While “Vice” picks and chooses which aspects are worthy of exploration, including Cheney’s early days of drug and alcohol abuse at Colorado College, McKay makes sure to hit the bullet points on 9/11, Cheney’s constant meetings with his lawyer David Addington (Don McManus), and his avocation for cruel and unusual punishment (because legally they couldn’t say torture). “To hell with checks and balances - he just wanted power” - we’re told in a voiceover by the instantly recognizable Jesse Plemons - and power Cheney acquires.
Equal parts biopic and interpretation, McKay is almost in on the joke of how improbable some of Cheney’s accomplishments were (he managed to shoot someone and then the victim apologized to him) - including a sequence in the movie where McKay attempts to end the film because how else do you continue to tell a story that seems ridiculous?
No matter, after Cheney’s stints as a Chief of Staff under the Nixon administration, he steamrolled his way up the Washington ladder with presidential aspirations in check, but a poll with low numbers would quickly extinguish those hopes, thus leaving him out of the landscape until his eventual bid as the Vice President would come to fruition.
Fellow “Big Short” alums Steve Carell and Amy Adams turn in exceptional performances as former secretary of defense Donald “Rummy” Rumsfeld and second lady Lynne Cheney respectively - the evolution of those relationships is about as compelling in comparison to other aspects of McKay’s picture, and he gives both actors plenty to chew on. Adams, a likely best supporting actress nominee, goes to battle with Bale’s charamisa on a daily basis and succeeds at calling the shots at home.

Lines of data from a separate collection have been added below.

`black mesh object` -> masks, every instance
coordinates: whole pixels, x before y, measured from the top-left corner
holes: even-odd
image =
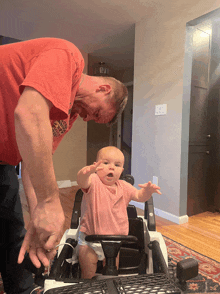
[[[50,289],[45,294],[110,294],[105,281],[79,283]]]
[[[98,280],[50,289],[45,294],[181,294],[166,274]]]
[[[149,274],[115,279],[118,294],[181,294],[166,274]]]

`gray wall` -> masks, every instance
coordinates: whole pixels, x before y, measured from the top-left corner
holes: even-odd
[[[155,207],[176,220],[187,213],[191,73],[186,24],[220,7],[220,1],[185,1],[184,9],[178,3],[136,24],[132,142],[135,186],[157,176],[163,194],[154,195]],[[157,104],[167,104],[166,116],[154,115]]]

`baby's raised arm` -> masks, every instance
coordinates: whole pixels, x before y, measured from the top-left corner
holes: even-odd
[[[159,190],[160,187],[158,187],[155,184],[152,184],[151,182],[145,183],[145,184],[139,184],[138,185],[140,190],[137,190],[137,193],[135,195],[135,201],[137,202],[146,202],[149,200],[153,193],[162,194]]]
[[[92,165],[88,165],[83,167],[77,174],[77,183],[82,189],[88,189],[91,184],[90,176],[91,174],[95,173],[99,169],[103,169],[102,167],[99,167],[99,165],[102,163],[102,160],[99,160],[98,162],[94,162]]]

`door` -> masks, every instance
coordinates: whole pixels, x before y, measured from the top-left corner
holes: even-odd
[[[189,216],[220,211],[220,23],[195,28],[190,102]]]
[[[122,113],[121,120],[121,151],[125,156],[123,174],[131,174],[131,142],[132,142],[132,115],[133,115],[133,85],[127,86],[128,102]]]
[[[220,211],[220,21],[212,21],[211,62],[209,81],[210,144],[212,147],[209,167],[213,202],[212,211]]]
[[[193,62],[190,100],[187,214],[209,210],[211,183],[211,134],[209,126],[210,34],[205,28],[193,33]]]
[[[127,85],[127,89],[128,89],[127,105],[122,115],[118,118],[117,124],[113,125],[110,128],[110,140],[109,140],[110,145],[118,147],[125,156],[123,175],[131,174],[133,83],[132,85]]]
[[[87,123],[87,165],[96,161],[97,152],[109,146],[110,128],[93,120]]]

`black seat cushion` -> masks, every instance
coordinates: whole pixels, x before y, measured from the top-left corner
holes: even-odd
[[[144,223],[140,217],[129,219],[129,235],[137,237],[137,243],[122,244],[119,258],[119,273],[144,273],[146,271]]]
[[[137,218],[137,210],[134,205],[129,204],[127,207],[128,218]]]

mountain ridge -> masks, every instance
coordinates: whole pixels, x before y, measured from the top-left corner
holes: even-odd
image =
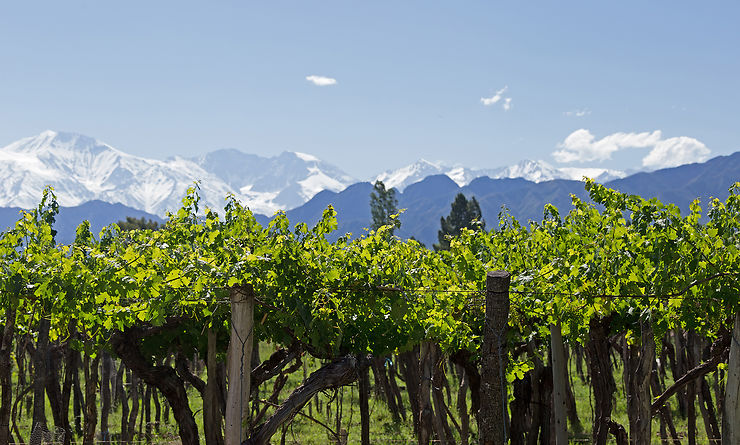
[[[687,209],[696,197],[706,202],[712,195],[727,196],[727,188],[740,178],[740,152],[628,176],[616,170],[556,168],[543,161],[475,170],[421,160],[407,167],[384,172],[386,186],[397,186],[399,208],[407,209],[400,217],[398,235],[414,236],[431,245],[439,219],[449,212],[449,203],[458,192],[477,197],[489,227],[502,206],[523,221],[541,218],[547,202],[569,208],[571,194],[586,197],[582,182],[573,180],[584,172],[600,173],[603,183],[621,191],[657,196]],[[276,209],[285,208],[291,221],[310,224],[328,204],[339,212],[338,233],[361,234],[371,219],[370,182],[356,182],[338,167],[301,152],[261,157],[227,148],[191,158],[155,160],[127,154],[88,136],[45,131],[0,148],[0,179],[0,206],[15,207],[16,213],[18,208],[35,207],[41,190],[51,183],[65,208],[89,202],[93,202],[88,204],[91,207],[103,207],[103,202],[113,202],[127,212],[118,219],[138,217],[136,212],[157,218],[179,208],[186,188],[199,179],[201,207],[220,211],[225,197],[233,193],[261,222],[269,221]],[[98,214],[90,215],[97,224]]]
[[[422,159],[375,179],[384,179],[389,188],[402,191],[435,174],[445,174],[464,186],[481,176],[541,182],[580,178],[582,172],[623,176],[623,172],[601,168],[555,168],[544,161],[470,169]],[[64,206],[100,199],[164,216],[179,206],[194,181],[199,183],[206,206],[220,208],[224,197],[233,193],[252,210],[265,214],[296,208],[322,190],[338,192],[358,182],[339,167],[302,152],[263,157],[223,148],[194,157],[159,160],[128,154],[90,136],[52,130],[0,148],[0,206],[33,207],[41,190],[53,185]]]
[[[223,160],[224,154],[237,159]],[[209,162],[212,158],[215,161]],[[222,179],[225,173],[232,173],[231,183]],[[254,182],[245,182],[249,179]],[[157,160],[130,155],[89,136],[51,130],[0,148],[0,206],[33,207],[41,190],[51,184],[61,205],[100,199],[163,216],[179,206],[194,181],[199,182],[204,205],[221,208],[233,193],[265,213],[355,182],[329,163],[294,152],[264,158],[238,150],[213,151],[195,159]]]
[[[686,164],[653,172],[641,172],[625,178],[608,181],[607,187],[644,198],[656,197],[664,203],[676,204],[682,214],[689,211],[694,199],[700,199],[706,212],[711,198],[725,200],[729,188],[740,181],[740,152],[717,156],[703,163]],[[684,185],[681,185],[684,184]],[[335,236],[344,233],[361,235],[370,226],[370,183],[360,183],[341,192],[325,192],[314,196],[306,204],[287,212],[291,222],[311,225],[331,204],[337,210],[338,229]],[[431,247],[437,241],[439,220],[450,212],[450,204],[457,193],[469,198],[475,196],[481,206],[487,227],[498,224],[498,215],[504,208],[519,220],[539,221],[545,204],[555,205],[562,216],[571,209],[571,196],[588,200],[582,181],[554,179],[539,183],[523,178],[479,177],[465,186],[458,185],[445,175],[432,175],[397,193],[401,238],[414,238]]]
[[[532,182],[544,182],[553,179],[580,180],[584,176],[604,182],[627,176],[627,172],[621,170],[601,167],[555,167],[543,160],[525,159],[506,167],[472,169],[420,159],[415,163],[397,169],[386,170],[375,176],[375,180],[383,181],[387,188],[396,188],[403,191],[409,185],[419,182],[427,176],[438,174],[449,177],[460,187],[468,185],[476,178],[485,176],[493,179],[524,178]]]

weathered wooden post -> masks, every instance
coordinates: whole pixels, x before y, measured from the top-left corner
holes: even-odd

Other aspects of Cheney’s life, including his daughters sexuality and his brush up with death on several occasions, get the big-screen treatment, and McKay is dutiful to handle them with respect and poise as seasoned filmmakers are prone to do. As a director, he teters on the edge of absurdity - McKay’s fatal flaw is mistakenly injecting humor into scenarios regardless of timing - but to the films credit, the gags work.
Despite select audiences inevitably trashing McKay for his take on Cheney's controversial past, “Vice” presents Dick at his most vulnerable and hammers home that if you have power, somebody will always try to take it.